Finita la fuga dell'omicida di Vibo Valentia «Ho ucciso per vendicare mio fratello»

Era latitante da venerdì, si è costituito in carcere: «Sono quello che cercate...»

Filippo Marra Cutrupi

Vibo Valentia «Ho ucciso per vendicare mio fratello». Si è giustificato con queste parole Francesco Giuseppe Oliveri, costituitosi nella tarda serata di lunedì. Dopo il pomeriggio di fuoco di venerdì scorso durante il quale aveva ucciso tre persone, ferendone altre due aveva fatto perdere le sue tracce. «Sono Francesco Oliveri. Quello che state cercando...»: erano da poco passate le 23,30 di lunedì sera, quando l'uomo si è presentato nel carcere di Vibo Valentia. L'agente di custodia lo ha ammanettato e ha chiamato i carabinieri del reparto operativo di Vibo Valentia che lo hanno preso in custodia e trasferito in caserma, dove, durante la notte, è stato interrogato. «L'indagato ha effettuato un vero e proprio raid punitivo, recandosi nelle abitazioni delle vittime, già designate nel suo programma criminoso, e colpendole da distanza ravvicinata in parti del corpo che hanno attinto organi vitali». Queste le parole scritte all'interno del provvedimento di fermo emesso dalla procura di Vibo Valentia nella persona del pm Concettina Iannazzo, a carico di Francesco Oliveri, 32 anni, accusato degli omicidi di Giuseppina Mollese, 80 anni, e di Michele Valerioti, 67, e per il tentato omicidio di Pantaleone Timpano, Pantaleone D'Agostino e dell'avvocato Francesco Di Mundo.

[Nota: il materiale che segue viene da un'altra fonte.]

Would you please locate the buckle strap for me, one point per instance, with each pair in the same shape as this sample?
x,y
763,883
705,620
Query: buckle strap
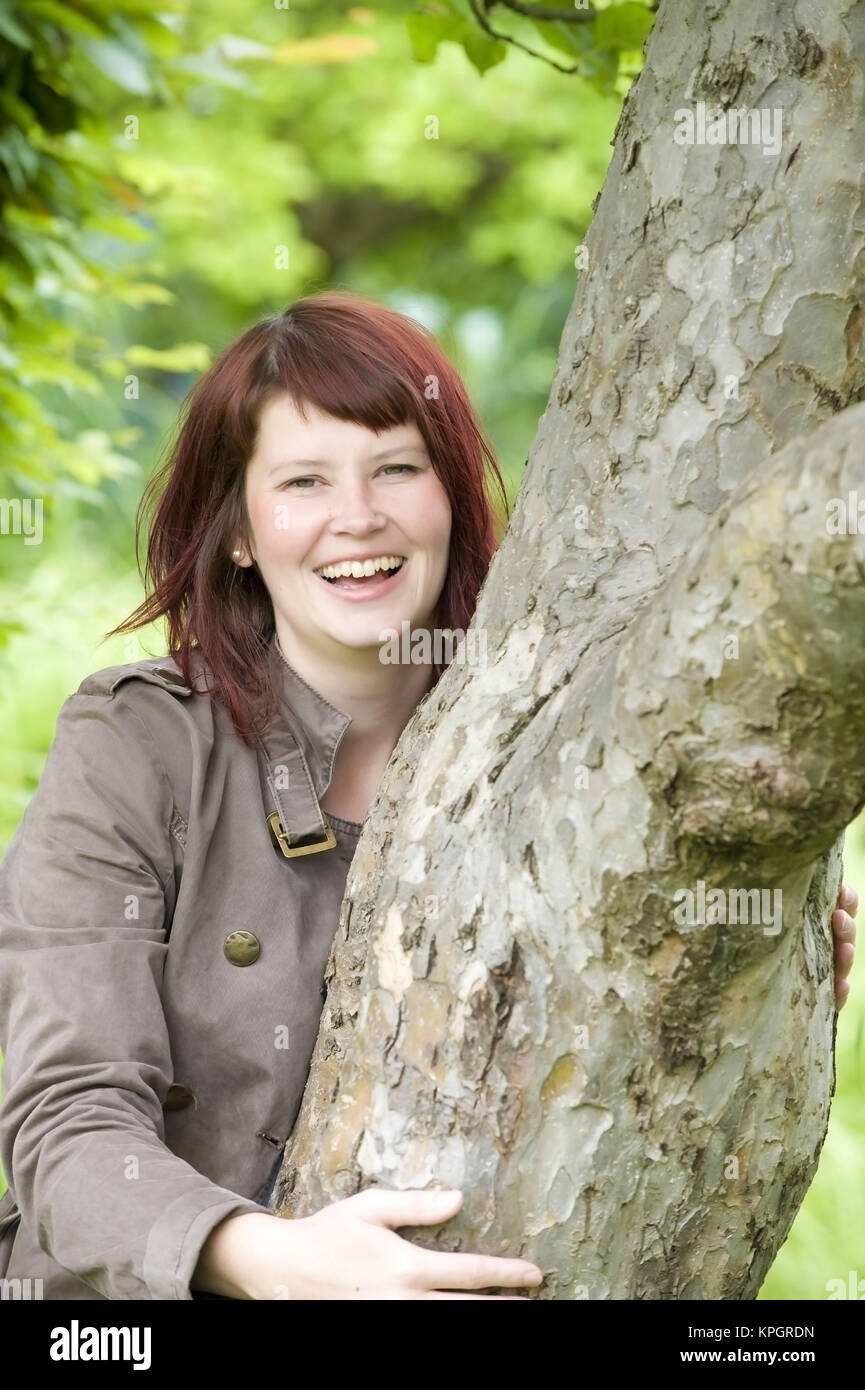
x,y
302,847
298,824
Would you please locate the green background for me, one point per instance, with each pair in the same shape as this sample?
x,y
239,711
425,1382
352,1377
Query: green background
x,y
170,174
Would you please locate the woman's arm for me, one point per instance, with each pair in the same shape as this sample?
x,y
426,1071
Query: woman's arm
x,y
351,1250
86,1051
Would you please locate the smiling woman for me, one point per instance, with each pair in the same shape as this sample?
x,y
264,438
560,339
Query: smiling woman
x,y
334,431
170,898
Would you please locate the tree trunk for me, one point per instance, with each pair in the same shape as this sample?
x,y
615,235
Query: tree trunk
x,y
520,1004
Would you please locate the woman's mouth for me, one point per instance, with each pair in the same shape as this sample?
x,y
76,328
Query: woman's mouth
x,y
369,587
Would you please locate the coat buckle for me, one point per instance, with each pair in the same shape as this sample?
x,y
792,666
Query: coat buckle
x,y
292,851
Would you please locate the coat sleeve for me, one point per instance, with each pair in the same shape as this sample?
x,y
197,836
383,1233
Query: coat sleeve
x,y
85,888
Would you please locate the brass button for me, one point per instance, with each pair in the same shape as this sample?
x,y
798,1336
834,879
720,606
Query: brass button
x,y
178,1097
242,948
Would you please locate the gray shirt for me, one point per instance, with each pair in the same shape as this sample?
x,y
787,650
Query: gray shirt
x,y
162,975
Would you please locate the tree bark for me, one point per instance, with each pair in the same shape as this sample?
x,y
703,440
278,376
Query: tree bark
x,y
516,1007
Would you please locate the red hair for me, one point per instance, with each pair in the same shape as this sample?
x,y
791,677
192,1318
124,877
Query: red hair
x,y
359,362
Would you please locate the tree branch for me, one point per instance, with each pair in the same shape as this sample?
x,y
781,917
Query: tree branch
x,y
541,11
518,43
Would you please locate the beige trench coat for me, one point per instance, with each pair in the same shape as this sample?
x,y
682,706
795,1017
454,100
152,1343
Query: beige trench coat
x,y
162,965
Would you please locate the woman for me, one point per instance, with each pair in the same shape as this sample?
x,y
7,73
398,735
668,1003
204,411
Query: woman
x,y
170,898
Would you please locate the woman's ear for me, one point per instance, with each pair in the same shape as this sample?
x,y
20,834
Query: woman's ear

Oliveri è rinchiuso nel carcere di Vibo Valentia dove si è costituito. Nel provvedimento di custodia cautelare, il pm parla di un pericolo di fuga, un pericolo che sussiste realmente dato che l'uomo ha compiuto questo raid punitivo in maniera efferata, sparando alle vittime a distanza ravvicinata in pieno giorno, agendo poi anche in luoghi non deserti, muovendosi tra Nicotera e il suo comune di residenza, Limbadi, a volto scoperto. L'uomo inoltre si è dimostrato totalmente indifferente alla possibilità che altre persone potessero essere incidentalmente colpite dai colpi di arma da fuoco esplosi all'interno del Bar di Limbadi. Oliveri dovrà rispondere non solo delle accuse di omicidio e tentato omicidio, ma anche di lesioni aggravate, porto e detenzione illegale di arma da fuoco e spari in luogo pubblico.

Il killer, da quanto emerso dalle indagini era rientrato solo da poche settimane nel suo paese d'origine, dopo esser stato in Lombardia, lavorando come muratore. Era già noto alle cronache locali per essere stato trovato a coltivare marijuana, per aver preso parte al furto di un auto e di 70 euro ai danni di un anziano svizzero in vacanza nel paese di Nicotera. Nei prossimi giorni l'uomo comparirà davanti al gip per la convalida del fermo. Dove dovrà chiarire i tanti punti oscuri della vicenda.